[OpenAFS-devel] Re: sanity check: client vldb cache time

Andrew Deason adeason@sinenomine.net
Fri, 24 Jan 2014 16:02:50 -0600


On Fri, 24 Jan 2014 16:34:55 -0500
Jeffrey Hutzelman <jhutz@cmu.edu> wrote:

> The only sane solution to that problem is for volcache entries to
> expire.

Yes, I think that's best, at least until some place has some specific
requirement for something further. Sites haven't really been complaining
much even about the current behavior (which _never_ recovers under
certain scenarios), so going beyond the simple time expiry is probably
not worth it.

> > Either an ICBS3 (very heavyweight for DAFS), or potentially a new
> > RXAFSCB RPC. I don't mean doing this for every shutdown, just ones
> > where the administrator explicitly somehow says "notify all the
> > clients".
> 
> The only problem with notifying on shutdown is you can wait a long
> time for clients that are unreachable, and the notification only goes
> to clients the fileserver hasn't forgotten about.

While I'm not going to be doing anything for this right now, I do expect
to be in the next year or so. So just to talk about it a little:

Waiting for unreachable clients is not so bad if we can multi-call them
in large batches. There was an improvement to rx_multi on master that
(at least allegedly) makes it feasible to do this in much larger
batches, possibly on the order of every single client host at once (or
at least ~10k, something like that). There's still some delay there, but
I think that's up to the administrator; the delay may be okay for you.
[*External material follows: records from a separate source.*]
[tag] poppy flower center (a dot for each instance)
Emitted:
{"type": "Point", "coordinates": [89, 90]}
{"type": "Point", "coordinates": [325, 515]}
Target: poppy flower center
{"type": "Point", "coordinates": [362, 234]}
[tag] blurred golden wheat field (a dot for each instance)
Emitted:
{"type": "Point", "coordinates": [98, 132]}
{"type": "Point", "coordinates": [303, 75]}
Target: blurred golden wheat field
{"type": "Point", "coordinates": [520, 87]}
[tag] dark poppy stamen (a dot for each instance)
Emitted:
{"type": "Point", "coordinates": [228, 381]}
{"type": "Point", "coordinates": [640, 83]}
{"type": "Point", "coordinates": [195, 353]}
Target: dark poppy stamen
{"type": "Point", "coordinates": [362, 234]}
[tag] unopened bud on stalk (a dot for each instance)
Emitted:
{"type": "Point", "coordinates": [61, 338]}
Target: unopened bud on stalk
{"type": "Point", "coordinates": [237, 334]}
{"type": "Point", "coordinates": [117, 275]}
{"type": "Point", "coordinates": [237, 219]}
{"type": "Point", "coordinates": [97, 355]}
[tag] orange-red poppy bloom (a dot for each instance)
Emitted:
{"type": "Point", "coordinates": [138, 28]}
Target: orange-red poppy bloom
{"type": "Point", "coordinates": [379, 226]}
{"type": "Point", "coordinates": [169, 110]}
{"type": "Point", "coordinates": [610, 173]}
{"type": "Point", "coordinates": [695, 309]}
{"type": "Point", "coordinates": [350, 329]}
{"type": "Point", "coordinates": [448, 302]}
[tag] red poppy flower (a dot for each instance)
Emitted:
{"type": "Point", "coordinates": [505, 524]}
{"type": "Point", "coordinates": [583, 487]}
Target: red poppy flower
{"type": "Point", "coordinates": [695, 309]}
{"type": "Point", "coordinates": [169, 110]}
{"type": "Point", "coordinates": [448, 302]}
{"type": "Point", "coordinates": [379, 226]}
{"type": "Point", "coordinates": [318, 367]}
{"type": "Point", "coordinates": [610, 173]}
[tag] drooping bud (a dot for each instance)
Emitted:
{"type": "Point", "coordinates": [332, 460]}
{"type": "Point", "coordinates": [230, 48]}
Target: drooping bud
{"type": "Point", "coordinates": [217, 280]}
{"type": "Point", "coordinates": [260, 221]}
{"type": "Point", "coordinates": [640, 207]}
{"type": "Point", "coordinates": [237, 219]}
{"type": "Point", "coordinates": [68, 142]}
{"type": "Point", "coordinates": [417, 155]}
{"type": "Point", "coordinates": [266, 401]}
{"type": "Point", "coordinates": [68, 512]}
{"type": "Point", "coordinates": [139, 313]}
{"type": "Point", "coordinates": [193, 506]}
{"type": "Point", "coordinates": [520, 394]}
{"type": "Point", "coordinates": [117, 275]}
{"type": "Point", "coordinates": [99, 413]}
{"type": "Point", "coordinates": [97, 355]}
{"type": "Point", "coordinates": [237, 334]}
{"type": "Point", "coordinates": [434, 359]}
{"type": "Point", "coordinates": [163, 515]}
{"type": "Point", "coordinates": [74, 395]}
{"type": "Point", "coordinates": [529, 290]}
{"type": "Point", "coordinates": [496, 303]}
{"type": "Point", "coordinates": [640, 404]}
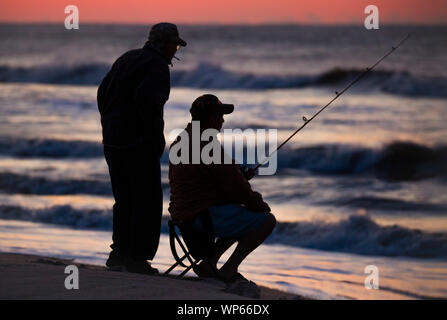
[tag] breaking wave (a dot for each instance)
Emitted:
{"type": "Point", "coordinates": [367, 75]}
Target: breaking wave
{"type": "Point", "coordinates": [210, 76]}
{"type": "Point", "coordinates": [17, 183]}
{"type": "Point", "coordinates": [361, 235]}
{"type": "Point", "coordinates": [49, 148]}
{"type": "Point", "coordinates": [356, 234]}
{"type": "Point", "coordinates": [397, 161]}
As for client hosts the fileserver hasn't forgotten about, that does
take 2 hours (excepting rarer cases like where the fileserver runs out
of callback space). If the client is capped at ~2 hours after last
contacting the fileserver for caching a VLDB entry, that seems like we'd
catch almost every client.

It's not guaranteed to catch everyone, but I think the intention here is
just to make it likely, as oppposed to now where every client would
definitely be broken for a significant amount of time (unless you take
the manual steps to work around it).

-- 
Andrew Deason
adeason@sinenomine.net